I know my posts have been few and far between in the past few weeks. I wish I could tell you that I have been cooking up a storm and have a backlog of recipes to post but that's sadly not the case. Between the start of the semester and everything else that has been going on I haven't been in the kitchen that much. Last night was an exception, more because I needed to clean out the fridge than any noble nourishment purpose. Read More!
I had some peppers, half a cucumber, small tomato and feta cheese- all the fixing for a Shopska salad (a kind of Balkan vegetable salad). Since this would be our dinner I decided to make turn the Shopska into a pasta salad by mixing it with the Israeli couscous I picked up on the weekend. The whole dinner took about 20 minutes to put together. While the water boils and the couscous cooks you can chop the veggies, then everything gets tossed together with olive oil, red wine vinegar and feta cheese. That's it. Despite the simplicity the salad is light, fresh and delicious. We had it for dinner, but it would be a great side dish to grilled chicken or fish.

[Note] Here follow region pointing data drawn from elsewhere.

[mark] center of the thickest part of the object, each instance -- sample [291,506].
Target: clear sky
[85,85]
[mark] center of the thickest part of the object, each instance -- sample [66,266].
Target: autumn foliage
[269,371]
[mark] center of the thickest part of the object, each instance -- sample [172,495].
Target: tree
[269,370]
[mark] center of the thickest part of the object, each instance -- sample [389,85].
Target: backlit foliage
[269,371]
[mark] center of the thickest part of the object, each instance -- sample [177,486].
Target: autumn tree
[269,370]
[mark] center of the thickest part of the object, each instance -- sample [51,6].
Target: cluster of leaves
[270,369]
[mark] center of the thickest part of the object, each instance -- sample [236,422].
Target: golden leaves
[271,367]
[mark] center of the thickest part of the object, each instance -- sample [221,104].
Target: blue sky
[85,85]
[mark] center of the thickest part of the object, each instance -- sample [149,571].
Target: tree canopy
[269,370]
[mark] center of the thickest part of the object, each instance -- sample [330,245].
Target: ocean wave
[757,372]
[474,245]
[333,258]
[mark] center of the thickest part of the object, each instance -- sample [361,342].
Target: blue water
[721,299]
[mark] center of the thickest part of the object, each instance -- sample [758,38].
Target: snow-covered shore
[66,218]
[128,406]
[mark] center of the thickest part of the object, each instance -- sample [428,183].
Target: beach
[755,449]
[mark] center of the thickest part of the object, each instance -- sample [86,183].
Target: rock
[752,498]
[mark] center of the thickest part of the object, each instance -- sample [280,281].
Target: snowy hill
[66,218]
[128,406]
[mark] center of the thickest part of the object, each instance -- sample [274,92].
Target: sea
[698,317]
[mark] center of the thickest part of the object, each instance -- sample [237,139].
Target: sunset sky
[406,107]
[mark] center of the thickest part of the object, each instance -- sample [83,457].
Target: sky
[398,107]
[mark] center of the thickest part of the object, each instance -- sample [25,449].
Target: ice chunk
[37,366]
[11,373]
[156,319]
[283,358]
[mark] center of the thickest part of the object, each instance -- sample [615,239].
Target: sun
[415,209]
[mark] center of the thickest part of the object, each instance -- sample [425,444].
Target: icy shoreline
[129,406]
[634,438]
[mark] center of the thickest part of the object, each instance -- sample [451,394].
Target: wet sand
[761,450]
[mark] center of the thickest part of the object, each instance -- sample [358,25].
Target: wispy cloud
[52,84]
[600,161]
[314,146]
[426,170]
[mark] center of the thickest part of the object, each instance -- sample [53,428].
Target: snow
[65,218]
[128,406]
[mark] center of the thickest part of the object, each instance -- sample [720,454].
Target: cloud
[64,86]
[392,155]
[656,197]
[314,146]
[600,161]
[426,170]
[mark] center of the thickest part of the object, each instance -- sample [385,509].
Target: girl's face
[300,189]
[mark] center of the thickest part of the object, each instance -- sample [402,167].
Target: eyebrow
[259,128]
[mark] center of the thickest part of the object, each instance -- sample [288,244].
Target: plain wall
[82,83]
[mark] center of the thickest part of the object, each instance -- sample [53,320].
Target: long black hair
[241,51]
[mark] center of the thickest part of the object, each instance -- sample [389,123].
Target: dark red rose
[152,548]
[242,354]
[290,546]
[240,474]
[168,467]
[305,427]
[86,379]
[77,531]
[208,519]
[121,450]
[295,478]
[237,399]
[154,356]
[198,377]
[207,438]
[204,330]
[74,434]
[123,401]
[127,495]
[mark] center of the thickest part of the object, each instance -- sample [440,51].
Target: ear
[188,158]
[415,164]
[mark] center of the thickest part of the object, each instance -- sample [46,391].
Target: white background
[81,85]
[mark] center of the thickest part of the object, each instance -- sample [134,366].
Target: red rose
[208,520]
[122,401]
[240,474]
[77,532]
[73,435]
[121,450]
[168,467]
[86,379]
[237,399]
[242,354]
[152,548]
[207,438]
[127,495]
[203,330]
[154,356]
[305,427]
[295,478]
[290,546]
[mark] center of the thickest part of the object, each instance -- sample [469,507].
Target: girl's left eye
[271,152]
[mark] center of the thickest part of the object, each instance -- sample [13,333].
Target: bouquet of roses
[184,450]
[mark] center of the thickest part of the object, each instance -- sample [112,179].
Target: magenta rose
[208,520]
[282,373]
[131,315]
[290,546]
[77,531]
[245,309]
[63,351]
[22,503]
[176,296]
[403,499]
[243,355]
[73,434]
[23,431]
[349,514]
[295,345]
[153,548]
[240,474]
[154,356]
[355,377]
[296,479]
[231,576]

I'm entering this recipe in the Monthly Mingle, which this month is Sensational Sides, hosted by Ruth at Kitchen Experiments in place of Meeta, who usually hosts.
Couscous, Shopka Style
Serves 2 for dinner, for as a side dish
1 C. Israeli style couscous
1 1/3 C. water, or a mix of water and broth (I did 1 C. water, 1/2 C. chicken broth)
1/3 white onion, chopped
1 C. cucumber, seeded and chopped
1 small tomato, diced
1 bell pepper, or two small peppers, diced (any color you like, though orange would be prettiest)
2 T. red wine vinegar
1 T. olive oil
3 oz. feta cheese, crumbled
- Set the onion in a bowl full of cold water and swish around then leave till you are ready to assemble the salad. This will help make it a bit less pungent.
- Bring the water (and broth) to a boil in a medium saucepan, stir in couscous and reduce to a simmer, cook for 8-10 minutes or until couscous is tender.* If you notice that you pot has run dry and a few more tablespoons of water.
- While the water boils, chop up the veggies. When the couscous is cooked, stir in the vegetables, oil and vinegar and a few grates of pepper and then the feta cheese. Taste for seasonings and serve immediately.
The salad keeps well in the fridge for a day or two, just fluff with a fork before eating.
*If you use straight water to cook the couscous, add a good pinch of salt to it with the pasta.